Jean-Luc Mélenchon : J'y vais en ma triple qualité de ministre, militant socialiste, et responsable d'un courant de pensée à l'intérieur du parti socialiste. Je serai le seul ministre présent. Je m'y rends avec l'accord du Premier ministre, ce qui marque la singularité du gouvernement français, qui veut ainsi démontrer qu'un service public d'éducation puissant, comme le nôtre, a une efficacité économique élevée, et apporter ainsi un vivant démenti aux thèses libérales.

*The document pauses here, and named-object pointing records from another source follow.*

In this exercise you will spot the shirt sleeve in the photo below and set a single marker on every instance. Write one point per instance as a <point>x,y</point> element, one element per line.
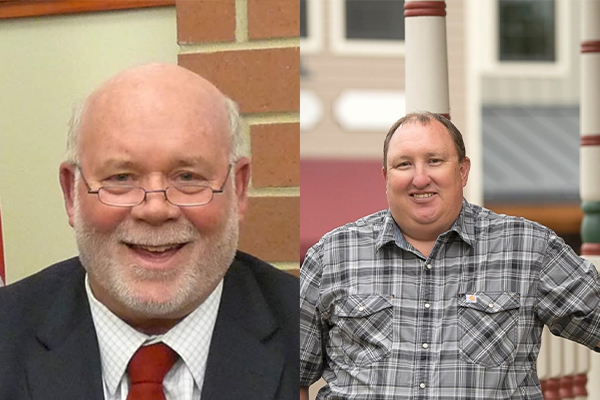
<point>569,294</point>
<point>311,333</point>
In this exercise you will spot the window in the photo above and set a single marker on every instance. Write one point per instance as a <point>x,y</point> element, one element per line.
<point>526,30</point>
<point>375,19</point>
<point>524,38</point>
<point>373,27</point>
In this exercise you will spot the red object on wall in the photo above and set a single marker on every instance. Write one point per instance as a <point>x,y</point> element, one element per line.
<point>335,192</point>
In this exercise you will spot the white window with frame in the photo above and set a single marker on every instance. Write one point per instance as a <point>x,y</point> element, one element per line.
<point>367,27</point>
<point>311,23</point>
<point>527,37</point>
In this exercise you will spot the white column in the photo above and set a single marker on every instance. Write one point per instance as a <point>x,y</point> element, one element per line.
<point>426,57</point>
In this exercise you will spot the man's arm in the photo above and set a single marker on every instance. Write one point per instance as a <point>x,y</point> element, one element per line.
<point>303,393</point>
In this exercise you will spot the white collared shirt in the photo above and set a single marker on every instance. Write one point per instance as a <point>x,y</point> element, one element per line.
<point>190,338</point>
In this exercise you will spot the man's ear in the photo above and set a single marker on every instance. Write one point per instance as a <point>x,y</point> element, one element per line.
<point>67,183</point>
<point>242,172</point>
<point>465,167</point>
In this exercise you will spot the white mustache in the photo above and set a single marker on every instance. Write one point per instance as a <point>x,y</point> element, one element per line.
<point>176,233</point>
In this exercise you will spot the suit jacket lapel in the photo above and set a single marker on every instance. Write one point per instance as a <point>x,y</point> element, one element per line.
<point>64,360</point>
<point>242,363</point>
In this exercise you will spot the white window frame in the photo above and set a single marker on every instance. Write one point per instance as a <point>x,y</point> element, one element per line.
<point>313,43</point>
<point>559,68</point>
<point>356,47</point>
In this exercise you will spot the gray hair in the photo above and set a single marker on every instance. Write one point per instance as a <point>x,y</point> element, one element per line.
<point>239,144</point>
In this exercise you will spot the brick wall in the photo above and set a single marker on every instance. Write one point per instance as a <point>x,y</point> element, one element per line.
<point>250,49</point>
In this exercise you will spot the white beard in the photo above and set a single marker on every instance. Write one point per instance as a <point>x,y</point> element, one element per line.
<point>211,257</point>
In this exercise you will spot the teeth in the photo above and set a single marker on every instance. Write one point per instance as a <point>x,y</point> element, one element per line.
<point>156,249</point>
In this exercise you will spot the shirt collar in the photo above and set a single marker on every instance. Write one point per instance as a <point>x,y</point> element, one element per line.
<point>190,338</point>
<point>464,226</point>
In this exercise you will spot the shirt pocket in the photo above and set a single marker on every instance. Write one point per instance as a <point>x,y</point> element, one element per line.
<point>361,332</point>
<point>488,324</point>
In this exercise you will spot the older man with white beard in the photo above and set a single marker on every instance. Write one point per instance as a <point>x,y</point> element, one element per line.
<point>158,305</point>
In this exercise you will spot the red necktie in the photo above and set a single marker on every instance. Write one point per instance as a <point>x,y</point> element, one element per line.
<point>147,369</point>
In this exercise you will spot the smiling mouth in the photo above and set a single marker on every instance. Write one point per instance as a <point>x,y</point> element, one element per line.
<point>157,250</point>
<point>422,195</point>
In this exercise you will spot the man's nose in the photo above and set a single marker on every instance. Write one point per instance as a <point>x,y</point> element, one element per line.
<point>421,177</point>
<point>156,209</point>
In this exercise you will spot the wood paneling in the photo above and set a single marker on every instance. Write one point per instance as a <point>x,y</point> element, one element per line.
<point>28,8</point>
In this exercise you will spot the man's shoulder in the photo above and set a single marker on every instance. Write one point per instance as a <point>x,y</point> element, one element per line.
<point>43,282</point>
<point>25,303</point>
<point>367,226</point>
<point>487,220</point>
<point>270,279</point>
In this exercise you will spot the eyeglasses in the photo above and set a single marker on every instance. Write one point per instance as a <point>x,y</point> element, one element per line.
<point>180,195</point>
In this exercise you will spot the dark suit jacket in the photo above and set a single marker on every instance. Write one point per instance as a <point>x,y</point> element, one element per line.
<point>49,349</point>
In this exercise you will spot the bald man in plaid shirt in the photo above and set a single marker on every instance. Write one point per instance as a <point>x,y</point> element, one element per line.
<point>437,298</point>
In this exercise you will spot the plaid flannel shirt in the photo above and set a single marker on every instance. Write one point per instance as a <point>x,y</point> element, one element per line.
<point>378,320</point>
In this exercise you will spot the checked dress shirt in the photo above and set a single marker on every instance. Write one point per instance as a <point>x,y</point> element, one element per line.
<point>378,320</point>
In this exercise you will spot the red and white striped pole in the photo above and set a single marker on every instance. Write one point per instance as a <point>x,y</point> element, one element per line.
<point>2,273</point>
<point>426,57</point>
<point>589,166</point>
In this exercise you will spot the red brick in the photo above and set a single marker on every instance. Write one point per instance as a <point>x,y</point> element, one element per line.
<point>273,18</point>
<point>205,21</point>
<point>259,80</point>
<point>271,229</point>
<point>275,155</point>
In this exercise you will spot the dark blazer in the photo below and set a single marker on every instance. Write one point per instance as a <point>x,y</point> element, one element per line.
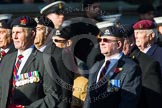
<point>12,49</point>
<point>156,52</point>
<point>151,93</point>
<point>42,94</point>
<point>63,62</point>
<point>110,94</point>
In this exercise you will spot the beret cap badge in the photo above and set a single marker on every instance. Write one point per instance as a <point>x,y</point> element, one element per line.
<point>58,32</point>
<point>23,21</point>
<point>60,5</point>
<point>107,32</point>
<point>140,26</point>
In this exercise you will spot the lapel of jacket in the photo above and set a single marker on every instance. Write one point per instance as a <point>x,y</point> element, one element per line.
<point>95,70</point>
<point>117,65</point>
<point>12,49</point>
<point>29,60</point>
<point>8,76</point>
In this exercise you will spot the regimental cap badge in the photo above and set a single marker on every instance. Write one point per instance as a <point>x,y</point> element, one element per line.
<point>36,19</point>
<point>140,26</point>
<point>58,33</point>
<point>23,21</point>
<point>60,5</point>
<point>107,32</point>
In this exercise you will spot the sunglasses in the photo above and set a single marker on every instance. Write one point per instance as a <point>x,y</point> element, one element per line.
<point>106,40</point>
<point>59,41</point>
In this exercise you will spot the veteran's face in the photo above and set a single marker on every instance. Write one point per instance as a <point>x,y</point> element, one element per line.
<point>108,45</point>
<point>41,36</point>
<point>57,19</point>
<point>142,39</point>
<point>22,37</point>
<point>129,44</point>
<point>5,38</point>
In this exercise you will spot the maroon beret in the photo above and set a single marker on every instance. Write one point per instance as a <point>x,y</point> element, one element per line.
<point>144,24</point>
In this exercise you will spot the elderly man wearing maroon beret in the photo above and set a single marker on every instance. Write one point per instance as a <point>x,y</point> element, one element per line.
<point>146,35</point>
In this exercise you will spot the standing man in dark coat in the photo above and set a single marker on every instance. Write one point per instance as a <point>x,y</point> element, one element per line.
<point>151,93</point>
<point>146,36</point>
<point>6,43</point>
<point>24,79</point>
<point>118,84</point>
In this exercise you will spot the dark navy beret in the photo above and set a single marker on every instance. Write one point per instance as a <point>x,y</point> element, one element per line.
<point>144,24</point>
<point>44,21</point>
<point>24,21</point>
<point>55,7</point>
<point>5,23</point>
<point>127,30</point>
<point>111,31</point>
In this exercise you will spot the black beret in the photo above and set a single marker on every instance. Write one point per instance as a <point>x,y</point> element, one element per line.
<point>44,21</point>
<point>24,21</point>
<point>111,31</point>
<point>55,7</point>
<point>127,30</point>
<point>145,8</point>
<point>5,23</point>
<point>86,3</point>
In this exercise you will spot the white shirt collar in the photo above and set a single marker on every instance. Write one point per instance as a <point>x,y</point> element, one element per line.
<point>6,50</point>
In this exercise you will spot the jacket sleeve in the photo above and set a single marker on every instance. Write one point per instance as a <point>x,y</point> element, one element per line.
<point>131,88</point>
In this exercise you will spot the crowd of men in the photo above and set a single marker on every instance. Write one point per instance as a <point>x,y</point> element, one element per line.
<point>47,62</point>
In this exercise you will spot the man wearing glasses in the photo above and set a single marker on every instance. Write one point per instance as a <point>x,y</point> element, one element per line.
<point>114,82</point>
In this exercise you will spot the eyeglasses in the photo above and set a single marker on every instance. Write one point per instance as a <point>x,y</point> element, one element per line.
<point>59,41</point>
<point>106,40</point>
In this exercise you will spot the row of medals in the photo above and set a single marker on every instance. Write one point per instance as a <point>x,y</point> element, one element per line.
<point>26,78</point>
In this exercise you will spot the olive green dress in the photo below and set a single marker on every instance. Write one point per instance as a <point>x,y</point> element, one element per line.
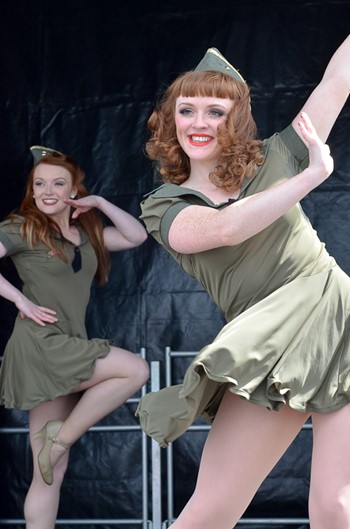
<point>287,303</point>
<point>42,363</point>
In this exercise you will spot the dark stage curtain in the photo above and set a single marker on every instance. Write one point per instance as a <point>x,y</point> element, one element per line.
<point>83,76</point>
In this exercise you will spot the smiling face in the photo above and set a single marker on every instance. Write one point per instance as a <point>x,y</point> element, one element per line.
<point>197,120</point>
<point>52,185</point>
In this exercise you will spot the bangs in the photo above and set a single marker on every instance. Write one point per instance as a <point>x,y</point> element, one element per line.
<point>208,84</point>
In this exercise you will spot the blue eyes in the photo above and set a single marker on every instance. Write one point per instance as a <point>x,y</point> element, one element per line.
<point>59,184</point>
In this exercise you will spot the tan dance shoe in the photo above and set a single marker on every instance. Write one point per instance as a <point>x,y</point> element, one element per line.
<point>49,435</point>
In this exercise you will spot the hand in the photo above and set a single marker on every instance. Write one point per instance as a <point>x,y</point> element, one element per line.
<point>321,163</point>
<point>40,315</point>
<point>82,205</point>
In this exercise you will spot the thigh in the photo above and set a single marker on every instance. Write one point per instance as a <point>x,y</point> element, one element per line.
<point>330,470</point>
<point>119,363</point>
<point>244,444</point>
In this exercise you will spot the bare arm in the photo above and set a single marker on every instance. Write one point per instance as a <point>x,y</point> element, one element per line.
<point>27,309</point>
<point>197,228</point>
<point>328,98</point>
<point>127,232</point>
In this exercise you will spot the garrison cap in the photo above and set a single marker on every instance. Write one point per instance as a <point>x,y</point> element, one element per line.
<point>38,152</point>
<point>214,61</point>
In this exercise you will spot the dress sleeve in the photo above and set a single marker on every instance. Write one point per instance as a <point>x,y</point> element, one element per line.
<point>296,146</point>
<point>158,212</point>
<point>10,236</point>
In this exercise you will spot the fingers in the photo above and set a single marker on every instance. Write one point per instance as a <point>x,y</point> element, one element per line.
<point>40,315</point>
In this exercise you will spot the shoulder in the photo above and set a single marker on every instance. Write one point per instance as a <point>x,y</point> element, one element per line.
<point>10,234</point>
<point>288,145</point>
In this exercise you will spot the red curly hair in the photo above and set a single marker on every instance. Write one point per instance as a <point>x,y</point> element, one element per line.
<point>241,151</point>
<point>38,227</point>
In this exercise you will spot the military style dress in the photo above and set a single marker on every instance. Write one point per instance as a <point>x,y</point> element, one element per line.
<point>286,301</point>
<point>42,363</point>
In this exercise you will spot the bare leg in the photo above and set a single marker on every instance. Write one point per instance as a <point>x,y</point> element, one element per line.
<point>116,378</point>
<point>330,470</point>
<point>41,504</point>
<point>243,445</point>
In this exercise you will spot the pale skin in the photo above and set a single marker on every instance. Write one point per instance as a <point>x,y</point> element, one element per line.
<point>116,377</point>
<point>233,463</point>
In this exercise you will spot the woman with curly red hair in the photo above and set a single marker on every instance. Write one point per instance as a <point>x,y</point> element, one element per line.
<point>67,382</point>
<point>229,214</point>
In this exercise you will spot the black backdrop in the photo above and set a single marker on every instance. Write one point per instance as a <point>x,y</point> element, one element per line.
<point>82,76</point>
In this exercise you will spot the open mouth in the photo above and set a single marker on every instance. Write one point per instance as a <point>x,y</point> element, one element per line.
<point>199,139</point>
<point>50,201</point>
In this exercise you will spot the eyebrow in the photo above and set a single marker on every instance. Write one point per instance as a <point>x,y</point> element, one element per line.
<point>212,105</point>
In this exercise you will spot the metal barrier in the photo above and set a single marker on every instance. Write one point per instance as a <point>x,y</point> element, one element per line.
<point>169,355</point>
<point>144,521</point>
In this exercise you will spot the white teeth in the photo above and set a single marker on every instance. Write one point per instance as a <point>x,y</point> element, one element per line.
<point>200,139</point>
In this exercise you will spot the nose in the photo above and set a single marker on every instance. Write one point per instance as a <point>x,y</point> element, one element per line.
<point>200,121</point>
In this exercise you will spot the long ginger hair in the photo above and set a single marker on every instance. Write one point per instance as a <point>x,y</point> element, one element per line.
<point>241,150</point>
<point>38,227</point>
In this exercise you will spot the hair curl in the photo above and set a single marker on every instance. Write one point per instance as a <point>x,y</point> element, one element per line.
<point>38,227</point>
<point>241,151</point>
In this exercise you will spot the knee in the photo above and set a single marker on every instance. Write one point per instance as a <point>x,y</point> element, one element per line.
<point>330,510</point>
<point>142,372</point>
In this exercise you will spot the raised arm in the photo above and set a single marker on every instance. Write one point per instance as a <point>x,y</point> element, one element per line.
<point>40,315</point>
<point>328,98</point>
<point>197,228</point>
<point>127,232</point>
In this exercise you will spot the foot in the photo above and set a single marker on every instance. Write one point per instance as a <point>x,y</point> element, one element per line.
<point>48,457</point>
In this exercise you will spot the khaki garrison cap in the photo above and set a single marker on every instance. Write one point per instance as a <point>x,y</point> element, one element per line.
<point>214,61</point>
<point>38,152</point>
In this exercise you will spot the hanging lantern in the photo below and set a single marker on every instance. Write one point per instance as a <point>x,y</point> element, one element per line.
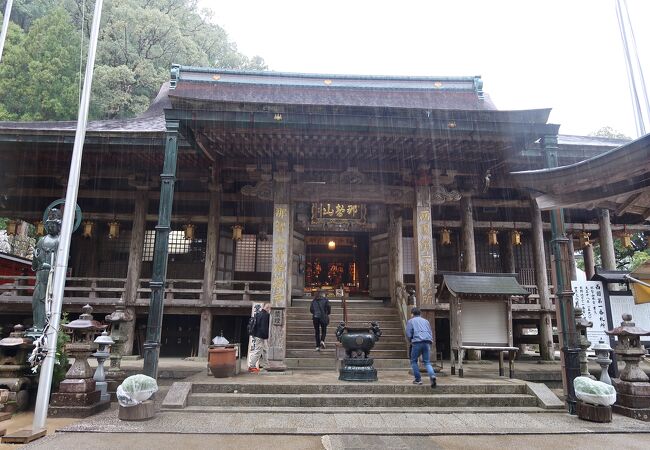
<point>40,228</point>
<point>188,230</point>
<point>88,227</point>
<point>492,237</point>
<point>113,229</point>
<point>627,239</point>
<point>445,236</point>
<point>237,232</point>
<point>12,227</point>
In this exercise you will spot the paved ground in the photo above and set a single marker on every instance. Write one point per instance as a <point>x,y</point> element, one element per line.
<point>341,431</point>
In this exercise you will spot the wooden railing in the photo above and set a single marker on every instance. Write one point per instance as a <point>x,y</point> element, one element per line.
<point>109,290</point>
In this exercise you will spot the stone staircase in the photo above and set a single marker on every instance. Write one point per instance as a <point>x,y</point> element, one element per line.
<point>390,352</point>
<point>309,398</point>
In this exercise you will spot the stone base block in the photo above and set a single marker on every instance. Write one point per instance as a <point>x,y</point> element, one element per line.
<point>632,401</point>
<point>23,436</point>
<point>594,413</point>
<point>144,411</point>
<point>75,399</point>
<point>635,413</point>
<point>78,411</point>
<point>77,386</point>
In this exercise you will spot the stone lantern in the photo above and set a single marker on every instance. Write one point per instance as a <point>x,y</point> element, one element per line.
<point>119,334</point>
<point>104,343</point>
<point>581,328</point>
<point>632,388</point>
<point>78,395</point>
<point>603,350</point>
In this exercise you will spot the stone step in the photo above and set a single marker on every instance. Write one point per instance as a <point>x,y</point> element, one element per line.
<point>329,353</point>
<point>352,388</point>
<point>358,411</point>
<point>425,398</point>
<point>329,363</point>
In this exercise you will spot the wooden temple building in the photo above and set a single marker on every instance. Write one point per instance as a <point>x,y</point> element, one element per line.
<point>277,184</point>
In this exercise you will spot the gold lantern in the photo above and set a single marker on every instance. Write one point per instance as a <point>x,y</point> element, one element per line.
<point>88,227</point>
<point>237,232</point>
<point>492,237</point>
<point>445,236</point>
<point>627,239</point>
<point>583,238</point>
<point>12,227</point>
<point>515,237</point>
<point>188,230</point>
<point>113,229</point>
<point>40,228</point>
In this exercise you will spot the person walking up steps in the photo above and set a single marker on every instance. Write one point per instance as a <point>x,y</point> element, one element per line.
<point>260,334</point>
<point>320,311</point>
<point>419,334</point>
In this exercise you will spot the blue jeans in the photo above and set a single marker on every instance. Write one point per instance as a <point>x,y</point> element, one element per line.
<point>417,349</point>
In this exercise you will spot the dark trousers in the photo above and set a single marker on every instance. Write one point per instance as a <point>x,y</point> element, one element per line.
<point>320,330</point>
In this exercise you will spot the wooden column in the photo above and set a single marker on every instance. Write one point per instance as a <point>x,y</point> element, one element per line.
<point>136,249</point>
<point>507,254</point>
<point>467,234</point>
<point>210,267</point>
<point>607,254</point>
<point>280,272</point>
<point>546,349</point>
<point>425,265</point>
<point>590,265</point>
<point>395,252</point>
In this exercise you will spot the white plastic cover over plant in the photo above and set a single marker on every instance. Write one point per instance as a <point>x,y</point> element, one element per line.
<point>594,392</point>
<point>135,390</point>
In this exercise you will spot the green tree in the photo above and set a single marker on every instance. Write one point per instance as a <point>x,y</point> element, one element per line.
<point>39,73</point>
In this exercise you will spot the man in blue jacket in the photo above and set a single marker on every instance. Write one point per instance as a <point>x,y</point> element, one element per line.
<point>419,334</point>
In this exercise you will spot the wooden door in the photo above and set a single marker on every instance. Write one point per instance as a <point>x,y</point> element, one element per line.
<point>298,265</point>
<point>378,275</point>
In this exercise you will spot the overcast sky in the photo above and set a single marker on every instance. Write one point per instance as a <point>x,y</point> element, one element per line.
<point>561,54</point>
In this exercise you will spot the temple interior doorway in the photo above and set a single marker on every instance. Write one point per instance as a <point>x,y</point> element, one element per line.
<point>337,261</point>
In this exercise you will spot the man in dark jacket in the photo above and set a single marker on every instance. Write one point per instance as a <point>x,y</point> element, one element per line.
<point>320,310</point>
<point>260,334</point>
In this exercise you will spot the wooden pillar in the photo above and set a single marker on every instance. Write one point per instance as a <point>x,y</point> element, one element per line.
<point>607,254</point>
<point>546,350</point>
<point>210,268</point>
<point>136,249</point>
<point>395,252</point>
<point>590,265</point>
<point>467,234</point>
<point>424,258</point>
<point>280,272</point>
<point>468,248</point>
<point>507,255</point>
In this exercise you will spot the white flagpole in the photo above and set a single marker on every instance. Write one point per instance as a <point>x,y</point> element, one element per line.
<point>45,380</point>
<point>5,26</point>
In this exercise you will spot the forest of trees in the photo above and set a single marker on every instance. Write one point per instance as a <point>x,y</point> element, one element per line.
<point>139,40</point>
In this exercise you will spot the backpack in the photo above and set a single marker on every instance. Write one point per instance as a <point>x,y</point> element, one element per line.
<point>252,324</point>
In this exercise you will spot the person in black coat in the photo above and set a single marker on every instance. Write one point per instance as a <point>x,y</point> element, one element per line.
<point>320,311</point>
<point>260,335</point>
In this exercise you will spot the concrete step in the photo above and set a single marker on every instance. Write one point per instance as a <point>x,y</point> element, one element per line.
<point>329,353</point>
<point>424,398</point>
<point>327,362</point>
<point>352,388</point>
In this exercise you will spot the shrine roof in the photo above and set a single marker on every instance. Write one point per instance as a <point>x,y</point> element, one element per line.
<point>489,284</point>
<point>219,85</point>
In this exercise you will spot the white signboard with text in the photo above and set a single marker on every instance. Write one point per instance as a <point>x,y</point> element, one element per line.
<point>589,296</point>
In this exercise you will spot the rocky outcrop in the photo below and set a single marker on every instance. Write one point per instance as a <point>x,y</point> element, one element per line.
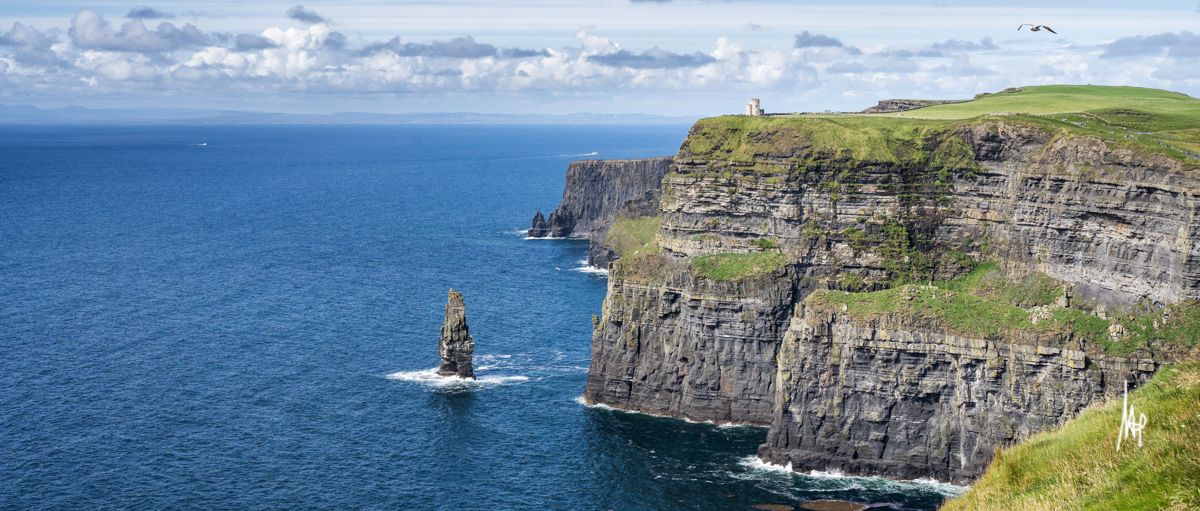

Je participe à la commission de rédaction de la charte à l'issue du forum, dans laquelle nous allons affirmer que l'éducation est un bien public commun et un droit. La marchandisation est la menace de notre temps pour la diffusion des savoirs. Nous sommes opposés à leur commercialisation, prônée par l'organisation mondiale du commerce (OMC), qui est tentée par les 1.600 milliards de dollars dépensés par an dans le monde sur l'éducation.
AFP : Estimez-vous que le modèle anglo-saxon d'éducation menace l'école publique ?
Jean-Luc Mélenchon : En France, le service public est difficilement menaçable. Il est très puissant, bénéficie d'un consensus national dans les familles, les syndicats, mais aussi de très larges secteurs du patronat, qui, grâce à lui trouvent l'une des meilleures mains d'oeuvre du monde. Néanmoins, il existe des pressions terribles en faveur de la marchandisation. Des dizaines d'établissements secondaires ont été vendus à des firmes privées aux Etats-Unis, où beaucoup d'écoles passent des accords préférentiels avec des marques. Tout cela se termine par de véritables catastrophes nationales, comme en Grande-Bretagne. Les Etats-Unis compensent leurs mauvais résultats par le recours massif à "l'immigration sélective", soit le pillage des cerveaux du tiers monde qui, à terme, menace la paix et la stabilité du monde.
AFP : Pensez-vous que l'impact massif d'internet sur le développement de l'enseignement à distance va accélérer la privatisation à terme de l'éducation?
Jean-Luc Mélenchon : Cela peut être la meilleure et la pire des choses. Le meilleur, c'est une mise en partage des connaissances et un support pédagogique extraordinaire. Le pire, c'est de faire croire que le savoir ne serait qu'une information, et qu'on pourrait se passer des fonctions de socialisation du système éducatif.